Se trata del peor choque que involucra a civiles desde la firma de la paz con el ahora partido político FARC, en noviembre de 2016, y del inicio de la tregua con los rebeldes del ELN hace dos meses.

La Defensoría, que vela por los derechos humanos, elevó la cifra de fallecidos a 13, luego de que el Ejército informara en un principio de la muerte de cuatro personas durante un combate entre ambos grupos en el municipio de Magüi Payán, departamento de Nariño, fronterizo con Ecuador.

Guerrilleros del ELN y miembros del grupo Resistencia Campesina, conformado por presuntos disidentes de las FARC, se enfrentaron el lunes 27 de noviembre en este caserío colombiano, indicó el defensor Carlos Negret a la prensa.

"El ELN llegó a estas veredas a tomar las armas de la Resistencia, y al no permitirlo la Resistencia Campesina, se inició un cruce de disparos que dejó como consecuencia el homicidio de 13 ciudadanos", agregó.

Negret sostuvo que el enfrentamiento es una violación al cese al fuego pactado entre el gobierno y el Ejército de Liberación Nacional (ELN) en el marco de los diálogos de paz desarrollados en Quito y que entró en vigor el 1 de octubre y finaliza el 9 de enero.

"Esto totalmente atenta contra el mismo", dijo.
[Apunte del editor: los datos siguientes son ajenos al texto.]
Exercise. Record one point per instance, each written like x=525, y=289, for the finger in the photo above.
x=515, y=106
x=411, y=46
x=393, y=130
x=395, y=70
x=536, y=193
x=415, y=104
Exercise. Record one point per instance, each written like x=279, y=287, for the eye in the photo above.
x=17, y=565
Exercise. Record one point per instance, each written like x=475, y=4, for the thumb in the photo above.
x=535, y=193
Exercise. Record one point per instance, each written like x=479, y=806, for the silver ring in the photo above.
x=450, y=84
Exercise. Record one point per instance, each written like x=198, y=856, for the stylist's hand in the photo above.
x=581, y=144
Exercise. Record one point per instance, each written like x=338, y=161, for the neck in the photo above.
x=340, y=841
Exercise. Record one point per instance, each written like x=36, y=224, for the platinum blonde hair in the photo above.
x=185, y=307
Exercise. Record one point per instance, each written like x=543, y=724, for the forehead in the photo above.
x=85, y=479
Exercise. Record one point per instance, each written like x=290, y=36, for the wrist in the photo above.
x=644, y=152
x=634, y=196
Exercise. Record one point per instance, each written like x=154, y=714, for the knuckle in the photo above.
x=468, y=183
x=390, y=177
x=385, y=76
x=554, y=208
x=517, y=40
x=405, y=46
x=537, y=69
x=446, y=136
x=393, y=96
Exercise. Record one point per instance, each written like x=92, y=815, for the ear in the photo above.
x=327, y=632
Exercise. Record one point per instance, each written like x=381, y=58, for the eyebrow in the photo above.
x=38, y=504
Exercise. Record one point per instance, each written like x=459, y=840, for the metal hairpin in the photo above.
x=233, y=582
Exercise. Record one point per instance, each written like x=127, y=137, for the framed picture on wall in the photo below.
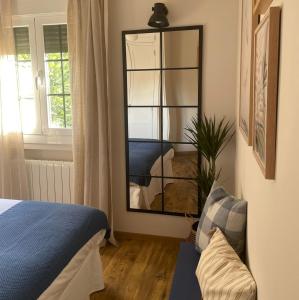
x=265, y=90
x=245, y=104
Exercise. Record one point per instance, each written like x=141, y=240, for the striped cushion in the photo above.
x=226, y=212
x=221, y=274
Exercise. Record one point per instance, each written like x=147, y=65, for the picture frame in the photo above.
x=265, y=90
x=246, y=58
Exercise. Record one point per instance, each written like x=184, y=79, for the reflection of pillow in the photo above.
x=224, y=211
x=221, y=274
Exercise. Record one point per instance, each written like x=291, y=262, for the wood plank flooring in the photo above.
x=139, y=269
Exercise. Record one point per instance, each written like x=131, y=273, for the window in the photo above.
x=43, y=75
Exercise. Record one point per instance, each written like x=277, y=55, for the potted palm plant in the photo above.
x=210, y=138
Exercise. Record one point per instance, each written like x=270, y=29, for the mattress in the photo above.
x=39, y=240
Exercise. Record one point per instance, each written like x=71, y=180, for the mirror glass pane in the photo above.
x=185, y=161
x=143, y=88
x=142, y=197
x=181, y=49
x=180, y=196
x=143, y=51
x=144, y=123
x=161, y=100
x=180, y=88
x=144, y=160
x=175, y=121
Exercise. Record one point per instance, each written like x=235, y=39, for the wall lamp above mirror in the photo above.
x=159, y=17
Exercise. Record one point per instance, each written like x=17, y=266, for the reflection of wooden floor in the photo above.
x=181, y=195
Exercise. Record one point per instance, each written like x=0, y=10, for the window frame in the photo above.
x=56, y=138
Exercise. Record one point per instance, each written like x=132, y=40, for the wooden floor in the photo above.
x=139, y=269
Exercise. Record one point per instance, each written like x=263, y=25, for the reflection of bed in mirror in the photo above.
x=145, y=161
x=162, y=87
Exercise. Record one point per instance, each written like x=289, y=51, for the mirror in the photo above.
x=162, y=85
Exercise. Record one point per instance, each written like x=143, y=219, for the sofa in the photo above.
x=185, y=284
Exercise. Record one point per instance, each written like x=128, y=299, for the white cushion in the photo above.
x=221, y=273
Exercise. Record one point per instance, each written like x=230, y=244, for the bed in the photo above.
x=145, y=161
x=50, y=251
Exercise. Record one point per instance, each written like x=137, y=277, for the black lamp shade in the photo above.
x=159, y=19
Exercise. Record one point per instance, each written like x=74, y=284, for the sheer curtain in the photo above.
x=87, y=48
x=13, y=180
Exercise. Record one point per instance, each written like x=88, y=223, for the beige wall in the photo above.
x=273, y=206
x=219, y=79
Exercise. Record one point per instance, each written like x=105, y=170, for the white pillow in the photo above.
x=221, y=273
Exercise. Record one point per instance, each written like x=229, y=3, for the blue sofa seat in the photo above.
x=185, y=284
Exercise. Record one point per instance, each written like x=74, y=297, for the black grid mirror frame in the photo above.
x=198, y=107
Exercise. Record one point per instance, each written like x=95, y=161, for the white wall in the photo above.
x=273, y=206
x=219, y=80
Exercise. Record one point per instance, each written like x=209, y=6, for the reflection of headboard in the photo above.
x=162, y=90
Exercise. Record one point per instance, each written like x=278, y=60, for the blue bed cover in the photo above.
x=37, y=240
x=142, y=155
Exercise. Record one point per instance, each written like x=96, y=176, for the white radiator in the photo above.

La Defensoría aseguró que no está claro cuántos de los muertos eran civiles, pero entre los fallecidos hay una mujer embarazada y un hombre con discapacidad mental.
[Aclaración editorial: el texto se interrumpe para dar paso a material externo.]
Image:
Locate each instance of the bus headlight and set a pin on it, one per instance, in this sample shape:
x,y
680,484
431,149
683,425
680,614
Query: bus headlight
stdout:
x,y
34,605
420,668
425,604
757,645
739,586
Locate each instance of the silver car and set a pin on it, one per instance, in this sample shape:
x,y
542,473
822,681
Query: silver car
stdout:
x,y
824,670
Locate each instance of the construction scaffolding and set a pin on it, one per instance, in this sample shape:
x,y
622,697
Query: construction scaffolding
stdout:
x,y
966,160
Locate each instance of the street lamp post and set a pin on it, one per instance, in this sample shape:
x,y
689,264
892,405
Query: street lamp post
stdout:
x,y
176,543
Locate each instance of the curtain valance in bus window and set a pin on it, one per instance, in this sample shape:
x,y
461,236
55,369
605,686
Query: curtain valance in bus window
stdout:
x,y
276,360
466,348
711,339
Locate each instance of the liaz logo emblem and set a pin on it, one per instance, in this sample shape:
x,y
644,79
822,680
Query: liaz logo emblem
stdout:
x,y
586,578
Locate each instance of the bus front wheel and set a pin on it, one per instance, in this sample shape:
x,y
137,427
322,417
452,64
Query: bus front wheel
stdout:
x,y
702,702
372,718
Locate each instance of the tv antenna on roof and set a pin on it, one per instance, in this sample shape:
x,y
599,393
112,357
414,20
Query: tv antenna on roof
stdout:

Además, denunció que los rebeldes del ELN capturaron a un supuesto miembro de Resistencia Campesina, Wilman Haney Ortiz Bolaños, hermano de uno de los muertos.

"En este momento la comunidad está confinada, con temor", y no puede cazar, ir al colegio o transitar libremente, señaló el defensor.

Cese sin verificación

El ELN, último grupo rebelde reconocido por el gobierno, dijo el lunes que la prórroga de la tregua estaba "en riesgo" por "graves hechos" ocurridos en las últimas semanas, entre ellos supuestos ataques militares a sus campamentos.

"Este es un cese al fuego que a diferencia del de las FARC, no es verificable porque no contuvo la intención de concentrar a los guerrilleros" en lugares específicos, explicó a la AFP el analista Camilo Echandía.

En la mesa de diálogos de Quito se pactó que la Iglesia católica y la ONU verificaran el silencio de los fusiles, una labor compleja por la geografía colombiana y la lejanía de las zonas en conflicto.

Según este profesor de la Universidad Externado de Colombia, "en la práctica" la tregua "no existe" por la ausencia de una unidad de mando en el ELN, que a diferencia de las comunistas FARC tienen una estructura federal.

"El cese al fuego realmente no ha cambiado" la tendencia de los 'elenos' de expandirse y enfrentarse con grupos armados en zonas de narcotráfico, apuntó.